European robin_ba-orb-11411486-0015-pub
James Bolton, European Robin (Erithacus rubecula) with Wild Strawberry (Fragaria vesca L.), from the natural history cabinet of Anna Blackburne, ca. 1768, watercolor and gouache over graphite on parchment. Yale Center for British Art, Paul Mellon Fund, in honor of Jane and Richard C. Levin, President of Yale University (1993–2013)

Robin recorded by Alan Burbidge

In 2012, a number of bird songs were featured in the exhibition 'Between Heaven & Earth: birds in ancient Egypt' at the Oriental Institute of the University of Chicago while a few years earlier, a selection of avian recordings were set alongside exhibits at the Delaware Museum of Natural History. Our sounds have helped visitors at the Science Museum of Minnesota examine the biological roots of music and have formed part of a travelling exhibition against animal cruelty in Syria.

In addition to natural sounds, the collection also contains a range of mechanical field recordings, from steam trains to watermills. Last year a few of our railway recordings helped bring to life the long silent engines on display at the National Railway Museum of Sierra Leone.

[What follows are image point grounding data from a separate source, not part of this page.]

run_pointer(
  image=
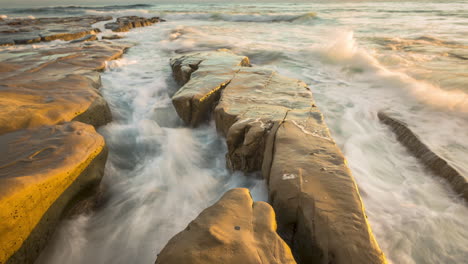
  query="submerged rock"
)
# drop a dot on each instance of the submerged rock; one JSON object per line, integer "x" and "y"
{"x": 46, "y": 87}
{"x": 271, "y": 124}
{"x": 233, "y": 230}
{"x": 209, "y": 73}
{"x": 27, "y": 31}
{"x": 427, "y": 157}
{"x": 123, "y": 24}
{"x": 42, "y": 173}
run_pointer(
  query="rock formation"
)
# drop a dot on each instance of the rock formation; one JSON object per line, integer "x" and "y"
{"x": 272, "y": 124}
{"x": 42, "y": 171}
{"x": 427, "y": 157}
{"x": 27, "y": 31}
{"x": 123, "y": 24}
{"x": 233, "y": 230}
{"x": 49, "y": 86}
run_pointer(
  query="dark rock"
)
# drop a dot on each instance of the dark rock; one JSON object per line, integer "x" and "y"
{"x": 427, "y": 157}
{"x": 123, "y": 24}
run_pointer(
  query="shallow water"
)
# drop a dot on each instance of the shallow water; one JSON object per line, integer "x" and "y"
{"x": 358, "y": 58}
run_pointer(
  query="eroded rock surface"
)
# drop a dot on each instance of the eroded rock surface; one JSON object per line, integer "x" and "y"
{"x": 123, "y": 24}
{"x": 42, "y": 171}
{"x": 430, "y": 159}
{"x": 209, "y": 73}
{"x": 49, "y": 86}
{"x": 27, "y": 31}
{"x": 233, "y": 230}
{"x": 271, "y": 124}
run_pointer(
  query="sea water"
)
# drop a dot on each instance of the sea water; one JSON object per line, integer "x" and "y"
{"x": 409, "y": 59}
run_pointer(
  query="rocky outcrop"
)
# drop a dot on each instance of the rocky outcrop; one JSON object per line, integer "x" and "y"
{"x": 124, "y": 24}
{"x": 45, "y": 87}
{"x": 233, "y": 230}
{"x": 431, "y": 160}
{"x": 42, "y": 172}
{"x": 208, "y": 73}
{"x": 27, "y": 31}
{"x": 272, "y": 124}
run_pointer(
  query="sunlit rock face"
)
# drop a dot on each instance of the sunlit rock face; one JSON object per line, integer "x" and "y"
{"x": 124, "y": 24}
{"x": 49, "y": 86}
{"x": 233, "y": 230}
{"x": 208, "y": 73}
{"x": 27, "y": 31}
{"x": 272, "y": 125}
{"x": 42, "y": 172}
{"x": 430, "y": 159}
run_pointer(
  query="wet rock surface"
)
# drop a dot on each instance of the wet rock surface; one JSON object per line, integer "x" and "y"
{"x": 123, "y": 24}
{"x": 233, "y": 230}
{"x": 27, "y": 31}
{"x": 272, "y": 124}
{"x": 431, "y": 160}
{"x": 49, "y": 86}
{"x": 209, "y": 73}
{"x": 43, "y": 171}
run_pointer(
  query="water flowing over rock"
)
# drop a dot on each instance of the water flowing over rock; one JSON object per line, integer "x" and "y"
{"x": 27, "y": 31}
{"x": 49, "y": 86}
{"x": 123, "y": 24}
{"x": 430, "y": 159}
{"x": 271, "y": 124}
{"x": 42, "y": 172}
{"x": 233, "y": 230}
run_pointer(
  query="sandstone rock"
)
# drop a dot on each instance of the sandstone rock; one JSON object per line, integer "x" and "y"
{"x": 42, "y": 172}
{"x": 233, "y": 230}
{"x": 85, "y": 38}
{"x": 208, "y": 73}
{"x": 45, "y": 87}
{"x": 427, "y": 157}
{"x": 272, "y": 124}
{"x": 27, "y": 31}
{"x": 123, "y": 24}
{"x": 112, "y": 37}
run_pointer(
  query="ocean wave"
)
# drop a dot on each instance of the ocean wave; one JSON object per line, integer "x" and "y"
{"x": 72, "y": 9}
{"x": 243, "y": 17}
{"x": 344, "y": 51}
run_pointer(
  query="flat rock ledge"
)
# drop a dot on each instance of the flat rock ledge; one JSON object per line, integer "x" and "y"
{"x": 272, "y": 125}
{"x": 124, "y": 24}
{"x": 428, "y": 158}
{"x": 233, "y": 230}
{"x": 49, "y": 86}
{"x": 42, "y": 172}
{"x": 28, "y": 31}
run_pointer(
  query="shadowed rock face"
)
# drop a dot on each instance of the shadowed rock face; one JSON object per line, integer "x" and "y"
{"x": 42, "y": 171}
{"x": 233, "y": 230}
{"x": 123, "y": 24}
{"x": 421, "y": 151}
{"x": 45, "y": 87}
{"x": 208, "y": 73}
{"x": 27, "y": 31}
{"x": 272, "y": 124}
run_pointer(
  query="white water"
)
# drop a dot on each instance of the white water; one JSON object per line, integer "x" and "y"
{"x": 358, "y": 58}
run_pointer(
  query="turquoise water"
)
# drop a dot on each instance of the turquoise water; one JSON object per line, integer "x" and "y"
{"x": 407, "y": 58}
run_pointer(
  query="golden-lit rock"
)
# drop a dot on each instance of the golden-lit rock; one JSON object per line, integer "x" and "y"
{"x": 49, "y": 86}
{"x": 209, "y": 73}
{"x": 42, "y": 172}
{"x": 123, "y": 24}
{"x": 234, "y": 230}
{"x": 271, "y": 124}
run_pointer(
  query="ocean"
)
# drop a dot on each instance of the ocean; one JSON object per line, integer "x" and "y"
{"x": 409, "y": 59}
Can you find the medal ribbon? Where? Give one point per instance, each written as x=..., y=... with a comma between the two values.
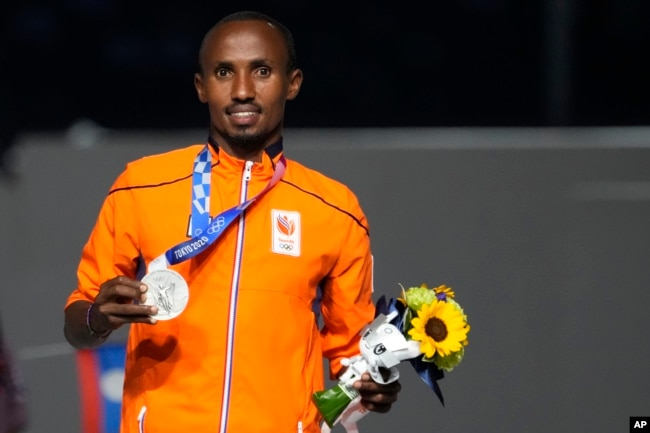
x=204, y=230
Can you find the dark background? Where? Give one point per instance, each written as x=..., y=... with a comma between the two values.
x=130, y=65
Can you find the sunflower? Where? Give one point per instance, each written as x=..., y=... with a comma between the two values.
x=440, y=328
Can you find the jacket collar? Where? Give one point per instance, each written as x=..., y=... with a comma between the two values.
x=272, y=150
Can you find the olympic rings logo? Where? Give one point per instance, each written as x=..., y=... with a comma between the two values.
x=216, y=225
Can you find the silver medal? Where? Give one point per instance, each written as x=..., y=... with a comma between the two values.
x=168, y=291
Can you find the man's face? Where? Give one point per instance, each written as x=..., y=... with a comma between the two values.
x=245, y=83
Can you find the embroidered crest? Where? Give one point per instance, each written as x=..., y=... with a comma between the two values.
x=286, y=232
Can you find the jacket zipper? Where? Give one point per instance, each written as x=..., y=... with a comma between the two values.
x=234, y=292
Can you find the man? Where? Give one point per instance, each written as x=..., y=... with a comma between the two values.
x=265, y=248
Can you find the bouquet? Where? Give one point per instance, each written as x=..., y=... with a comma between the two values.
x=426, y=327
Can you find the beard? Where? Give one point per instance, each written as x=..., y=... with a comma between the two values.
x=247, y=141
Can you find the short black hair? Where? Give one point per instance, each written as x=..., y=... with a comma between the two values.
x=292, y=62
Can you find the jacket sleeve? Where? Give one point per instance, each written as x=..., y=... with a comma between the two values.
x=112, y=247
x=347, y=291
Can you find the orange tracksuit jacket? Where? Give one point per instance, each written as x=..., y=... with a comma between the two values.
x=247, y=352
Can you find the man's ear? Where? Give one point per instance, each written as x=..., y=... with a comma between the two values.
x=200, y=88
x=295, y=80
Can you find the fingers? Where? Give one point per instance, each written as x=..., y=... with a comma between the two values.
x=122, y=290
x=119, y=302
x=375, y=396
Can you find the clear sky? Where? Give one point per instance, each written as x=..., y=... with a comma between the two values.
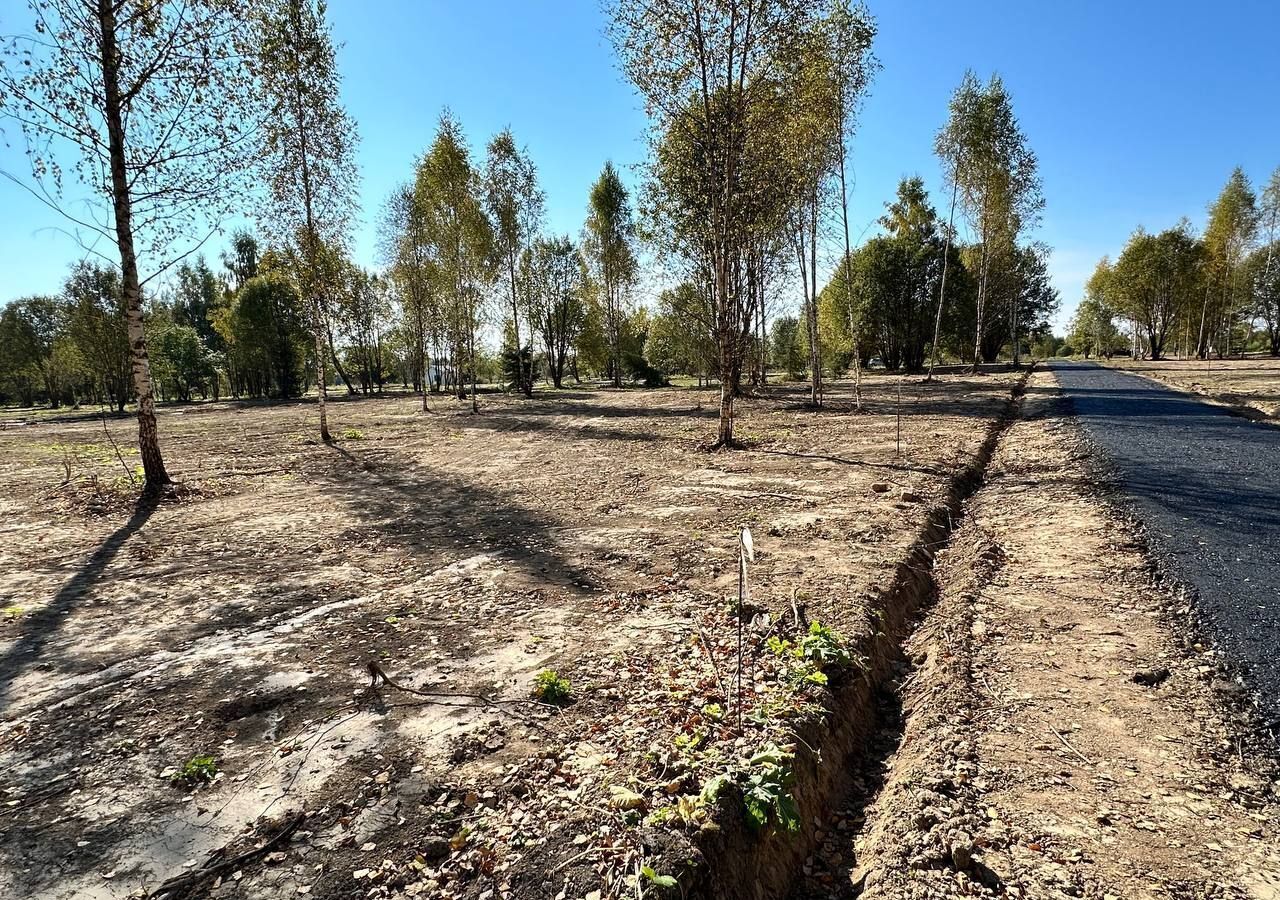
x=1138, y=110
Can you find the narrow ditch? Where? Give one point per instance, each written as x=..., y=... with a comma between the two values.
x=842, y=758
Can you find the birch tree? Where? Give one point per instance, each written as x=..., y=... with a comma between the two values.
x=609, y=245
x=1233, y=220
x=996, y=176
x=515, y=205
x=307, y=151
x=460, y=240
x=556, y=283
x=709, y=73
x=149, y=103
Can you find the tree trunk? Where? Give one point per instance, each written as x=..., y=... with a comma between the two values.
x=149, y=435
x=942, y=287
x=318, y=314
x=525, y=384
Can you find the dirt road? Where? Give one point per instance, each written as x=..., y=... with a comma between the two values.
x=1207, y=485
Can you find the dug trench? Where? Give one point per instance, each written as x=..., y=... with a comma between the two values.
x=841, y=750
x=1037, y=716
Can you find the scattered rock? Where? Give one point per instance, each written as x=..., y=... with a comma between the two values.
x=1151, y=677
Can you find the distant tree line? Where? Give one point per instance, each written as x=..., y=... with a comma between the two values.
x=1188, y=295
x=752, y=108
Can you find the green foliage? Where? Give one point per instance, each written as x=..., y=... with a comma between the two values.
x=556, y=298
x=657, y=880
x=196, y=770
x=179, y=361
x=609, y=249
x=823, y=648
x=551, y=688
x=265, y=337
x=785, y=347
x=767, y=793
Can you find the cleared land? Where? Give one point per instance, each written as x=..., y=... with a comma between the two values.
x=1063, y=731
x=584, y=531
x=1252, y=383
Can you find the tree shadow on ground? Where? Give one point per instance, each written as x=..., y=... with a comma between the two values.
x=42, y=625
x=434, y=515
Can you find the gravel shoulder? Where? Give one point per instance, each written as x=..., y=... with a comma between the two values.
x=1251, y=385
x=1061, y=732
x=585, y=531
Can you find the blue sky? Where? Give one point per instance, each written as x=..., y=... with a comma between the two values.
x=1138, y=110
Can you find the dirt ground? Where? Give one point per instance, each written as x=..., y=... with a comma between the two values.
x=1060, y=732
x=585, y=531
x=1252, y=383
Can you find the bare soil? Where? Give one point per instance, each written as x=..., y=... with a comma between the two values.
x=585, y=531
x=1060, y=731
x=1251, y=384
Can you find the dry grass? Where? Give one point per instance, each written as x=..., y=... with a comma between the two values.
x=1252, y=383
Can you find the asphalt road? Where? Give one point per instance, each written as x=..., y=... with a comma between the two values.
x=1207, y=485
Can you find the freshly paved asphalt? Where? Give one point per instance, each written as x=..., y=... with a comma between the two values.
x=1206, y=483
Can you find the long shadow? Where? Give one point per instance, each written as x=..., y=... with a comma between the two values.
x=530, y=423
x=42, y=626
x=430, y=514
x=845, y=461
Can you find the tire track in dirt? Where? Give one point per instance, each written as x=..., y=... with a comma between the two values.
x=1063, y=735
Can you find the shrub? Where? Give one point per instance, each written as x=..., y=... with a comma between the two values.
x=196, y=770
x=551, y=688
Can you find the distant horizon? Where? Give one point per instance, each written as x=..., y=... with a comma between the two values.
x=1095, y=106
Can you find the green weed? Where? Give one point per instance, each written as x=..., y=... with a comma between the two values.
x=196, y=770
x=551, y=688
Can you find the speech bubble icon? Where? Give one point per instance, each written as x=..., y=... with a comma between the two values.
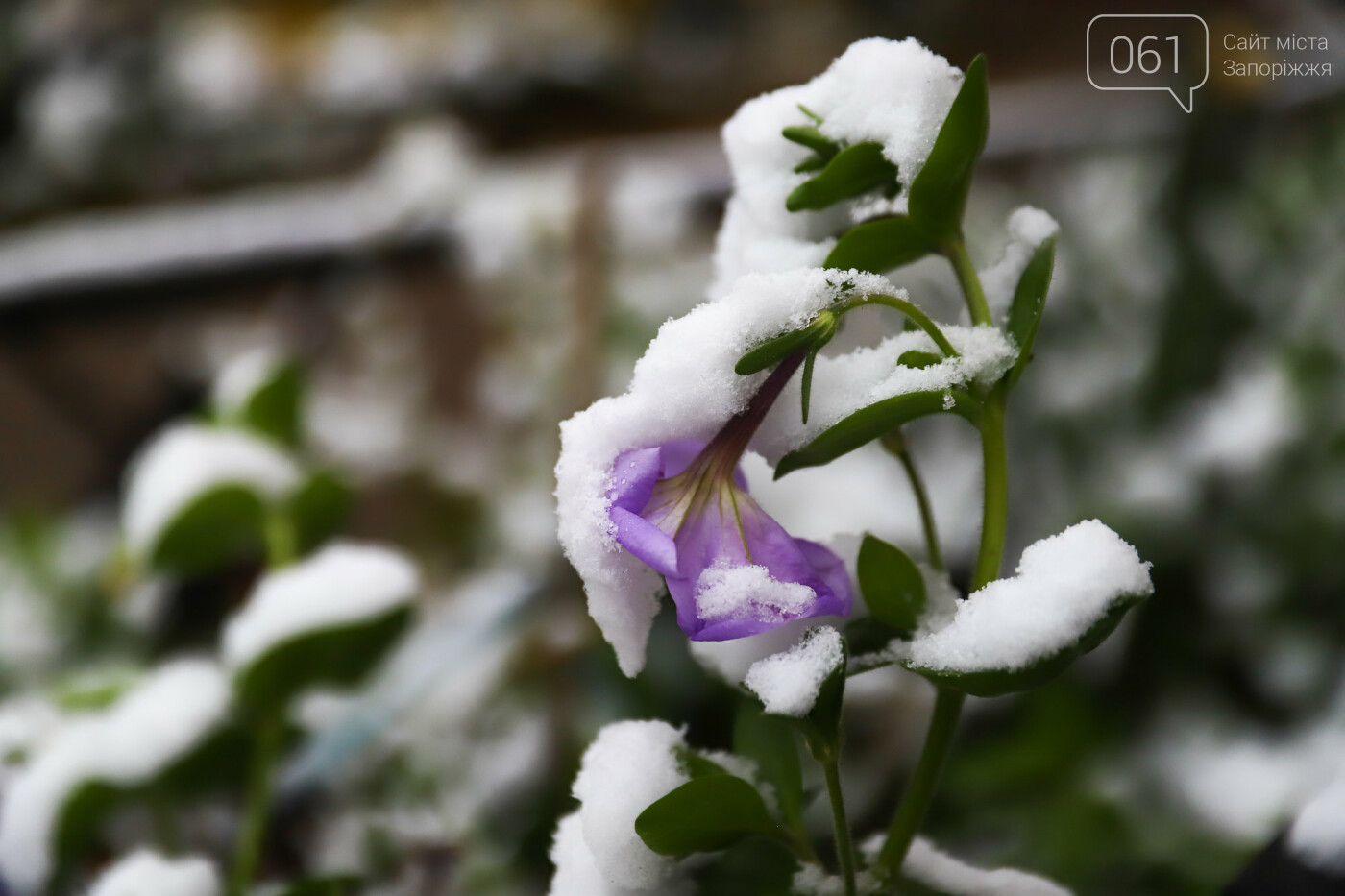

"This is really going to bring history alive for a lot of people who have never seen - let alone
heard - a train move before" Tim Dunn, Marketing Communications Officer, National Railway Museum of Sierra Leone

Steam age railway station

The evocative nature of sound lends itself extremely well to exhibitions dominated by paper-based artefacts. More than just an embellishment, sound offers a new level of stimulation and exploration for visitors, inviting them to interact with the exhibition environment on more than just a visual level.

Providing recordings for inclusion in external exhibitions helps us fulfil our commitment to move beyond these four walls and share our wonderful collections with listeners all over the world. Public
engagement is at the heart of what we do and the knowledge that our sounds may help educate, inspire or simply bring enjoyment to visitors is something we feel very proud of.